State Sen. Jon Lundberg, R-Bristol, told the Bristol Herald Courier he wanted the change made at the federal level.
“From Virginia to Western North Carolina, you’d have different time zones, which would affect Bristol and Mountain City, and it would be very confusing from employment to education,” he said.
Tennessee is one of a handful of states that includes multiple time zones. With Cumberland County the easternmost county in Central time, most of us are accustomed to making the “fast time-slow time” calculations in our heads if we have appointments to the east.
Of course, Kentucky and Georgia aren’t too far away. All of Georgia is in Eastern Time while Kentucky is split, as well.
While we’re currently accustomed to figuring the time changes for two time zones, if Tennessee were to stay on daylight saving time year-round, we’d suddenly have four time zones to work with.
OK, stay with me here, because it gets complicated.
While everything would be like it is now during daylight saving time, East Tennessee would jump an hour ahead of Georgia and eastern Kentucky during Standard Time. Suddenly, those of us in Central time would be an hour ahead of western Kentucky and on the same time as North Carolina.
Then, when the time change rolled around in the spring, we’d go back to normal.
Would cellphone companies recognize Tennessee’s action and make sure our clocks kept up? Would we need to get special clocks that tracked time in multiple time zones? Would my head explode determining what time I had to be in Somerset, KY?
So many questions remain.
Rep. Rick Tillis, R-Lewisburg, proposed the same bill in 2017 and 2018, and it failed in committee both times. He has said he will add an amendment that delays enacting the legislations until the surrounding eight states sign on to abandoning the time change.
“This is a practice that has been in place for over 100 years, and it serves no purpose at all,” Tillis told the Bristol newspaper. “What I’m hoping is that we can create a domino effect in the country to where the federal government does away with the practice of changing the clocks twice a year.”
How’d we get stuck in this barbaric annual tradition, anyway?
Summer typically has more hours of daylight than winter, with the shortest period of daylight occurring Dec. 20, the winter solstice. The longest daylight day is June 20, the summer solstice.
Daylight saving time shifts the daylight from the morning to evening, allowing us more time after work or school to enjoy the sunshine — especially considering how dreary the winter has been.

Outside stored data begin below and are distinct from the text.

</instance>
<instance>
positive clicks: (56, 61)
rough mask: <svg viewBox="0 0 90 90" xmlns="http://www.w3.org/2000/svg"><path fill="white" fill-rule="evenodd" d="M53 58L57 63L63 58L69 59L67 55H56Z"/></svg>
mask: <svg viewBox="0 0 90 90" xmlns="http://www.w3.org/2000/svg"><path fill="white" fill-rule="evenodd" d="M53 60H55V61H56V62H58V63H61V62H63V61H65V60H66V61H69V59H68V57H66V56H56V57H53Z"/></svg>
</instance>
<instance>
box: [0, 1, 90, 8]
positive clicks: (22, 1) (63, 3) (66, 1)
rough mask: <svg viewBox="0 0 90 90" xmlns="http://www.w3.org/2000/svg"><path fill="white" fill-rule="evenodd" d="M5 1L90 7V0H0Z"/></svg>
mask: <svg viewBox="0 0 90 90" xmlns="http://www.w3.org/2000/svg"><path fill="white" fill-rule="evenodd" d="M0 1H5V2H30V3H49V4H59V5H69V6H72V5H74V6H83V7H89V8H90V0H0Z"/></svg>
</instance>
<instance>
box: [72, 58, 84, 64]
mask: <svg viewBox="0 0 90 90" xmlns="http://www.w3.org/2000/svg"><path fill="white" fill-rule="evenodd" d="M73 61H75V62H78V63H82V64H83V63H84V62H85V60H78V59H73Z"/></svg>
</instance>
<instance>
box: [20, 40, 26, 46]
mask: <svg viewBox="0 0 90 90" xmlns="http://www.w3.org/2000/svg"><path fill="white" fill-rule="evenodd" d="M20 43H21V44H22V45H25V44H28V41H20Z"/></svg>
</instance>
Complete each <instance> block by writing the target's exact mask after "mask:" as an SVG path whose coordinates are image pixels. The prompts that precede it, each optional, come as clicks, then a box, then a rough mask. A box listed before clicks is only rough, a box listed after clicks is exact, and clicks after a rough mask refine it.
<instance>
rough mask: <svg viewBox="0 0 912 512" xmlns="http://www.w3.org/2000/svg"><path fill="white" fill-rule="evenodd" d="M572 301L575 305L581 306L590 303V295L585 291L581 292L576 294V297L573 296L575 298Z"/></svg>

Germany was the first country to enact daylight saving time in 1916 as an effort to conserve electricity.
The United States followed suit in 1918 as a wartime measure. Farmers actually didn’t like the practice, The History Channel says. In fact, national daylight saving time was repealed in 1919 and didn’t return until 1942.
The Uniform Time Act of 1966 established the dates for daylight saving time, though the act allows states to opt out. In 2007, Congress extended daylight saving time by about five weeks. Arizona, Hawaii and Puerto Rico opt out and stay on Standard time, as do the U.S. Virgin Islands, American Samoa and Guam.
I don’t really want to stay on Standard time because I do enjoy having some daylight when I get out of meetings. But I don’t want the headache that comes with figuring out four different time zones within an hour’s drive. I’d really like the rest of the country to get on board with ditching Standard time. I’d support that in the blink of an eye.
Until then, I’ll keep trying to catch up on my Zzzz’s and finish this year’s time change transition. My internal clock has got to catch up soon!